The Harvard Business School last year conducted a survey that revealed many American firms are still deciding against basing activities on their home soil. Yet, further research into American manufacturing companies by the Boston Consulting Group in April of last year showed 37 percent of firms with annual sales above US$1 billion were planning or actively considering shifting their production facilities back from China to America.

The offshoring that built up global reliance for manufacturing on China began approximately two decades ago. Lured by cheap labour costs and a range of tantalising other incentives, a honeymoon period ensued; blind were many to the potential fallout from their forced transfer of sophisticated technology to potential Chinese competitors, to increased logistical costs plus timeframes that largely offset the savings realised in HR, and to political backlash at home as jobs lost started to worryingly equate to a drop in economic growth.

Some are beginning to take off their rose-tinted glasses. Labour costs in China have in the last two years, relatively speaking, gone through the roof. Employers are now saddled with much the same burden carried by them in developed countries; a minimum wage and social security responsibilities are just the beginning.


Those for whom the headache of manufacturing in China has turned into a migraine have been looking elsewhere; Vietnam and Bangladesh have cheaper labour but do not have the developed infrastructure to which China has so deeply committed itself. Indeed, some are going as far as to say, “There is no new China”, instead pointing the way toward Mexico and Poland, with their relatively low wages and locations close to major markets.

For these new “reshorers”, cost is not the only issue. A production base that speaks a language in common with their headquarters can cut months off development time and respond more quickly to consumer trends. Bathrooms.com is a UK based bathroom maker who can bring new designs to the showroom in just six weeks with their production based back in the UK compared with six months when they had their manufacturing facility in China. In an interview with The Daily Telegraph, Ian Monk, C.E.O., said, “We really want to be on the edge of design and, through partnering with firms in the UK, the process has been a lot faster and a lot less painful”. The company has already reshored half of its cabinetry and furniture manufacturing and believes that some 80 percent of total production may well end up back in Britain by sometime in 2015.

More often than not there is a multitude of reasons behind a company deciding to reshore. For Sleek Audio, a headphone manufacturer, these ran the gauntlet from poor quality to the difficulties in travelling overseas. Jason Krywko, one of the company’s founders, told Fortune, “It became very difficult and taxing”. With their production back in St. Petersburg, Florida, he added, “Now we control the quality of the product. No more waiting for production has been a wonderful thing.”

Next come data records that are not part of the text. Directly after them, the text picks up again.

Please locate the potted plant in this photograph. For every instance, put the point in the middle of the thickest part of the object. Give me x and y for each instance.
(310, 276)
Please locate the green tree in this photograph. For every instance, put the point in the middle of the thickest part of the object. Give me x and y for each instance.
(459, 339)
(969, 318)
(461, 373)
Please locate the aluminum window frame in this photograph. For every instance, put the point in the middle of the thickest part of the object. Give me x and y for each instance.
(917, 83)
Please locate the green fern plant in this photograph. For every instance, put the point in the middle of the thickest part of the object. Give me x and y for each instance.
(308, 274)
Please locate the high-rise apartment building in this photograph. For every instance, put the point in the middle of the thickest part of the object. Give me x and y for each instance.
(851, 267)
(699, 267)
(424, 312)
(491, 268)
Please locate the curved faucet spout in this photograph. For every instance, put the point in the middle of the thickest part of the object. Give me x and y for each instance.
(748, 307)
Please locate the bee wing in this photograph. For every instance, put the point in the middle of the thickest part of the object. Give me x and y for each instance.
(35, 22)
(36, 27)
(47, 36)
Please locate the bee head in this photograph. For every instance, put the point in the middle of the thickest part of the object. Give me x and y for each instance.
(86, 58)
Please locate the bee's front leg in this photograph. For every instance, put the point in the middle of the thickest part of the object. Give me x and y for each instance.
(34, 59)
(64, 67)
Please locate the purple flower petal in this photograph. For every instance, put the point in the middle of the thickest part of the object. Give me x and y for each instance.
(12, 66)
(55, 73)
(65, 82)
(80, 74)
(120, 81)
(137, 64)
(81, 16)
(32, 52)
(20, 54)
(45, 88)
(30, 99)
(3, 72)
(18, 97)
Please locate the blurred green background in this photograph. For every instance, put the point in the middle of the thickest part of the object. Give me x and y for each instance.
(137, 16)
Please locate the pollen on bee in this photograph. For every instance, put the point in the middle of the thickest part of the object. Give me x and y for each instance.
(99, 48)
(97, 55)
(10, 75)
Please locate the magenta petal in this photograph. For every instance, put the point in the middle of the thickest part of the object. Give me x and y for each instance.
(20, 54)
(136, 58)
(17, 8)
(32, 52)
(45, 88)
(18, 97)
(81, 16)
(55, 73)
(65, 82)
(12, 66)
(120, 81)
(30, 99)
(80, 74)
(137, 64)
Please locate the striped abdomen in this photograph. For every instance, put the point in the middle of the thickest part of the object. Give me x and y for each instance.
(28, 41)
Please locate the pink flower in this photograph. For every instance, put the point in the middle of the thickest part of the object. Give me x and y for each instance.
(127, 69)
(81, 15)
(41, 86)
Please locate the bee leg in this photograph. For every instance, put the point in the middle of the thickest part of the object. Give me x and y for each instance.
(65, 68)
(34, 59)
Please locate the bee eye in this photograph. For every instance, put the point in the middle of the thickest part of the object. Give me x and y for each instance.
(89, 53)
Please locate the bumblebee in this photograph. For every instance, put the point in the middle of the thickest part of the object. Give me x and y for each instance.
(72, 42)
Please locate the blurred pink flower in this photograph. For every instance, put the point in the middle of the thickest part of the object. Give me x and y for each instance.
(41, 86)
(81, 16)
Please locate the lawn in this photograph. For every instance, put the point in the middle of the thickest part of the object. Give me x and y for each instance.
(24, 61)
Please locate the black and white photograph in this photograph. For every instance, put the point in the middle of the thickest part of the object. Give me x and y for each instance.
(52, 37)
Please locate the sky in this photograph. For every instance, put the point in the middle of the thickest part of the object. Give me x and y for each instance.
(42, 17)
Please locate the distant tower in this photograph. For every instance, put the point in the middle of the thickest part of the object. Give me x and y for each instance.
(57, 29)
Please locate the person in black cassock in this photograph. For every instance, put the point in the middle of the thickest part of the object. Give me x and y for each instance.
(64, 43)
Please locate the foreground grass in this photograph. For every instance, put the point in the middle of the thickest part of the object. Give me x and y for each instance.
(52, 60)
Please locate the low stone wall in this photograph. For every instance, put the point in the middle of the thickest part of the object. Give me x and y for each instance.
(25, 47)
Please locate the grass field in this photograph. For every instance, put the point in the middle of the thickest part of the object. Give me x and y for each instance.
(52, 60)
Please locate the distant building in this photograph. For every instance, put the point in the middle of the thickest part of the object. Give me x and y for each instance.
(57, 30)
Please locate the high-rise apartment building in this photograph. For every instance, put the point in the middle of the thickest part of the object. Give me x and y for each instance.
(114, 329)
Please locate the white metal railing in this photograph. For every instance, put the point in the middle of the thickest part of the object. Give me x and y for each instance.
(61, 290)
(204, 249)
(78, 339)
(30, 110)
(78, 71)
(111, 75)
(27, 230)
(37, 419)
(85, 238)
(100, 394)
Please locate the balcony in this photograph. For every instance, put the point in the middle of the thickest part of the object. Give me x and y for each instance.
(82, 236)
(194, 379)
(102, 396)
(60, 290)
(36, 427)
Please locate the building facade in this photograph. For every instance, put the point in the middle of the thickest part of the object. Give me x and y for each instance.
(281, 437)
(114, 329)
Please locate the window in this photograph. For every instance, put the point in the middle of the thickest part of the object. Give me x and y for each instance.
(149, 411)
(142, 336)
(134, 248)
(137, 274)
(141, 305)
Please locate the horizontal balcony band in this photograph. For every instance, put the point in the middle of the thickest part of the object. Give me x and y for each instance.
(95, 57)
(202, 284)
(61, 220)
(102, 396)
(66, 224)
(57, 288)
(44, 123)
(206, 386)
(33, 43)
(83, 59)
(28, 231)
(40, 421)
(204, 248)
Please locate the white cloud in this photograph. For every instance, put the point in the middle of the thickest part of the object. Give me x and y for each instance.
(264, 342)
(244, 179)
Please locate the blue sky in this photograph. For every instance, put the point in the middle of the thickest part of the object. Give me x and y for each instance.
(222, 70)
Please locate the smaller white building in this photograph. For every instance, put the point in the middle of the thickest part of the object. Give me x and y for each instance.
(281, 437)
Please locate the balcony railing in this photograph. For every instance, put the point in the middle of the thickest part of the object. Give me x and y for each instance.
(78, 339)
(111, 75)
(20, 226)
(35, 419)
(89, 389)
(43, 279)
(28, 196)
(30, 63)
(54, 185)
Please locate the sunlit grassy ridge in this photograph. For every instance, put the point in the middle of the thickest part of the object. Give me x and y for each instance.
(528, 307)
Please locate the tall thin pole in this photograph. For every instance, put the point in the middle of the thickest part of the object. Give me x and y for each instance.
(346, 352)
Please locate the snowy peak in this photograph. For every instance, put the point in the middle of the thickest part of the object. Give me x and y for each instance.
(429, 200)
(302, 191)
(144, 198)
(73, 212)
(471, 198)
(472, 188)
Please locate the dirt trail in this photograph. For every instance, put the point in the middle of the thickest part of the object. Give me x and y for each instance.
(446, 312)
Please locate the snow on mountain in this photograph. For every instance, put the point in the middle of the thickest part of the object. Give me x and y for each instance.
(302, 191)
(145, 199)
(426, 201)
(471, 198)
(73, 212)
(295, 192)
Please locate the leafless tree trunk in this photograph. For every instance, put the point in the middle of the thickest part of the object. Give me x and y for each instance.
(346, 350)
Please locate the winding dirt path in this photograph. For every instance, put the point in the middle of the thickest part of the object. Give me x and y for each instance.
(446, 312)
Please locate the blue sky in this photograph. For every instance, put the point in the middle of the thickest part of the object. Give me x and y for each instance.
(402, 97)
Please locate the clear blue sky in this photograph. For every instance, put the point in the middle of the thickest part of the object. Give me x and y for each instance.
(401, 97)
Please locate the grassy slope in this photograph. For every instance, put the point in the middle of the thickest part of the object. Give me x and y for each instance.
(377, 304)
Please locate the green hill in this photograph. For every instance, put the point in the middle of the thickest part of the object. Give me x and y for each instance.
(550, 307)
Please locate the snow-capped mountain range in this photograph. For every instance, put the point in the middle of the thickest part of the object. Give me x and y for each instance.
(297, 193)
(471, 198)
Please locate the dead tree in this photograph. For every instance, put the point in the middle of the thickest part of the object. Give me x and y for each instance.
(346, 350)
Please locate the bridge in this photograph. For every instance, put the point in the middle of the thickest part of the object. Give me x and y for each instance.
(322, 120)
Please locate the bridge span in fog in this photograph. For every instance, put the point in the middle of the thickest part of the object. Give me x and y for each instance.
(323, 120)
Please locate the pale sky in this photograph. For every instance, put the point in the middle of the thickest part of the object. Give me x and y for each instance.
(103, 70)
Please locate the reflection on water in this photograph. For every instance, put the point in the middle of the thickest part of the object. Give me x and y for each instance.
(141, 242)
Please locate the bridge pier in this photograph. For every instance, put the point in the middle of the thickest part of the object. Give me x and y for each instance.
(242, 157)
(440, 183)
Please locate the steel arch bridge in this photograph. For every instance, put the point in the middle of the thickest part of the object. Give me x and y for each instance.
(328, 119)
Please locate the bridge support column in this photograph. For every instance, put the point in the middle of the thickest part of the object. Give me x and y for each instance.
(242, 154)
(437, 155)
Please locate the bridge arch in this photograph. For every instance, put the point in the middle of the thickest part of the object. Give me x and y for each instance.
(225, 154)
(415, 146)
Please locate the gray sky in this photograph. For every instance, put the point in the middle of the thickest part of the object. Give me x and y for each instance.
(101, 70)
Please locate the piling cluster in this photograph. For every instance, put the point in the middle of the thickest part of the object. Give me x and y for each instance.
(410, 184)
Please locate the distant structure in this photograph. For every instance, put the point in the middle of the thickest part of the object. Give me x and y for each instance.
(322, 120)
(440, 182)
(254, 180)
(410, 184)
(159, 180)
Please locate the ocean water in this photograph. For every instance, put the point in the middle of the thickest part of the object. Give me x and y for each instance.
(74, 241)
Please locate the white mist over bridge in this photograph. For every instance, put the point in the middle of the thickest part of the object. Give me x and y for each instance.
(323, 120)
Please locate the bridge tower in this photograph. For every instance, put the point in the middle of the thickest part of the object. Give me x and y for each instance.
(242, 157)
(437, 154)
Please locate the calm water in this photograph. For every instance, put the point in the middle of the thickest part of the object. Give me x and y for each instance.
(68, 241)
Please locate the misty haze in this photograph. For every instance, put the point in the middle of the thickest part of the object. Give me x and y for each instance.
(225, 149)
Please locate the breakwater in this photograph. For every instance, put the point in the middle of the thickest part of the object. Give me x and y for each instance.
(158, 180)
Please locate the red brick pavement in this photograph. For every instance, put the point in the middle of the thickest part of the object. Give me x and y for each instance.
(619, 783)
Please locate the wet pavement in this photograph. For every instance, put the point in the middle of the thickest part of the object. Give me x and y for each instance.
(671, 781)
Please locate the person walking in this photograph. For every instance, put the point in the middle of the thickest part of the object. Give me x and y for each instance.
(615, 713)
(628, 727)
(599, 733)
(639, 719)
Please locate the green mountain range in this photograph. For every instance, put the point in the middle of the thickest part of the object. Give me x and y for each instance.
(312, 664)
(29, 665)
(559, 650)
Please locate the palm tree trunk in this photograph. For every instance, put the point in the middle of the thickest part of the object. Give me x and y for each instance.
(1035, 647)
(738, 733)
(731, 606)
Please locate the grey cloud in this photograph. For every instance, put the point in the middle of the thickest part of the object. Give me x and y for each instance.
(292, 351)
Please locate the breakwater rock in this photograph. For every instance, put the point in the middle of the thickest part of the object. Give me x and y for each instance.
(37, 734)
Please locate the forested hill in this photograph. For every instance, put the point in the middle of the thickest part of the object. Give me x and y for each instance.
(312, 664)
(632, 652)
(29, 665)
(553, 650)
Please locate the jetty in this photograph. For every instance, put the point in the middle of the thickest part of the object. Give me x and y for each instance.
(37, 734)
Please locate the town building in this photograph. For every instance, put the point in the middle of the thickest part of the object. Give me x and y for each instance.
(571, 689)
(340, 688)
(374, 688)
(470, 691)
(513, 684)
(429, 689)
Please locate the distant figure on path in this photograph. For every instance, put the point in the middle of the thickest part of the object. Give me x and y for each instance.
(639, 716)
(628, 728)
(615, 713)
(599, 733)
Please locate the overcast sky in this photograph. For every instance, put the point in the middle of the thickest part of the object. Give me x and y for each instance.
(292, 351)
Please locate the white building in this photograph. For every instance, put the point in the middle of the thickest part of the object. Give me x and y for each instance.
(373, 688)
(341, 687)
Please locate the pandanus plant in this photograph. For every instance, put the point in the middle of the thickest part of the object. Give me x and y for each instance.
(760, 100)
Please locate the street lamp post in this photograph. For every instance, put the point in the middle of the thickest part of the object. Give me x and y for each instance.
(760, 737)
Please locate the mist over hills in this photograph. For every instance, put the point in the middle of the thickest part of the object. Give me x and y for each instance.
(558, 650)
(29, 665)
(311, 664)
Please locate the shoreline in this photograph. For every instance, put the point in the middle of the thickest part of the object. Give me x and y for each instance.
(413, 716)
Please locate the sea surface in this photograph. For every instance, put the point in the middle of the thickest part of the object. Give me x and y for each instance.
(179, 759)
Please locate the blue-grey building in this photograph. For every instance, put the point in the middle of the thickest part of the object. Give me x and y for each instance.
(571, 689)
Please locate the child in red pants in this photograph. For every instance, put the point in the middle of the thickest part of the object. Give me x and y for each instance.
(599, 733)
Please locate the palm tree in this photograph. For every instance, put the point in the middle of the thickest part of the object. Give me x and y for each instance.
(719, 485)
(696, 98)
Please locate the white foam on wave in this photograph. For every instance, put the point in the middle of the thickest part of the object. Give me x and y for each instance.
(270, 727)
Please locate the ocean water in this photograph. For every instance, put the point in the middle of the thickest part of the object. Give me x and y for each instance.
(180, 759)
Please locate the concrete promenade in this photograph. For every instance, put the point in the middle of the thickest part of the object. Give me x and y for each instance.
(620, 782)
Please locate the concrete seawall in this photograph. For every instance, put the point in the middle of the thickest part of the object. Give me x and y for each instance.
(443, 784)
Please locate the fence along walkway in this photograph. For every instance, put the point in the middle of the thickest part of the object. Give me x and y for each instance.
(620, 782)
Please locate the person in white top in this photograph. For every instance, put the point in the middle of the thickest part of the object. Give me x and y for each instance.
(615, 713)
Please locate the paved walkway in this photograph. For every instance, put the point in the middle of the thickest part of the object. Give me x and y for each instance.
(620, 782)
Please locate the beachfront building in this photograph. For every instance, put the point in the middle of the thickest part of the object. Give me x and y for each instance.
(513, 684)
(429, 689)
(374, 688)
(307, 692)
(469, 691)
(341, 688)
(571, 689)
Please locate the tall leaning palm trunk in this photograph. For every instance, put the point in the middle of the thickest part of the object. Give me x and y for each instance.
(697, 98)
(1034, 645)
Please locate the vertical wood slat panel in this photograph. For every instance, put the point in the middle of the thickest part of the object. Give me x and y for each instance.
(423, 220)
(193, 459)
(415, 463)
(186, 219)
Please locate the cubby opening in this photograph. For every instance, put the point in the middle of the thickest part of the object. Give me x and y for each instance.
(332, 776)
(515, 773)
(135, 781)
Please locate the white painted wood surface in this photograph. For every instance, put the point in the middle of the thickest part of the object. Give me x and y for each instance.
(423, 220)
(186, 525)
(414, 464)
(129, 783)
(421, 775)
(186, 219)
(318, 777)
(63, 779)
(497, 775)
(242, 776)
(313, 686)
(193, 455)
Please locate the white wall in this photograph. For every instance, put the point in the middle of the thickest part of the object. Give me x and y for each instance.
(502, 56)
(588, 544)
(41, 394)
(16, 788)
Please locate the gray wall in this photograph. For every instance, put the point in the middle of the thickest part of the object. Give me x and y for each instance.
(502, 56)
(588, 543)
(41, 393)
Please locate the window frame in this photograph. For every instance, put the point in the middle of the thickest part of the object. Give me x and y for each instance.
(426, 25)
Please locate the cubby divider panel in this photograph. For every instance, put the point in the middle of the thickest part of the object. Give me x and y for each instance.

In the longer term reshoring will in addition be boosted by the use of advanced manufacturing techniques that promise to alter the economics of production, making it a far less labour-intensive process. Robotics is another area that favours the potential reshorer, costing almost the same all over the world, while prices for such technology have also fallen by up to 50% over the past few years.

The issue of reshoring is also a political hot potato, yet one that if handled right can manifest itself as very positive PR. Lenovo says that its decision to reshore computer-making to North Carolina was a way of looking after the firm’s reputation as well as creating direct business benefits. General Electric (G.E.) last year moved its manufacturing of washing machines, fridges and heaters back from China to a factory in Kentucky which not long ago had been expected to close.

While more and more manufacturers are seeing the realities of savings on transport and raw materials which offset higher labour costs, it also remains arguable that much of the current wave of reshoring remains largely symbolic. The day the two balance each other out may well be the the day when zero net offshoring becomes a new post-China honeymoon reality.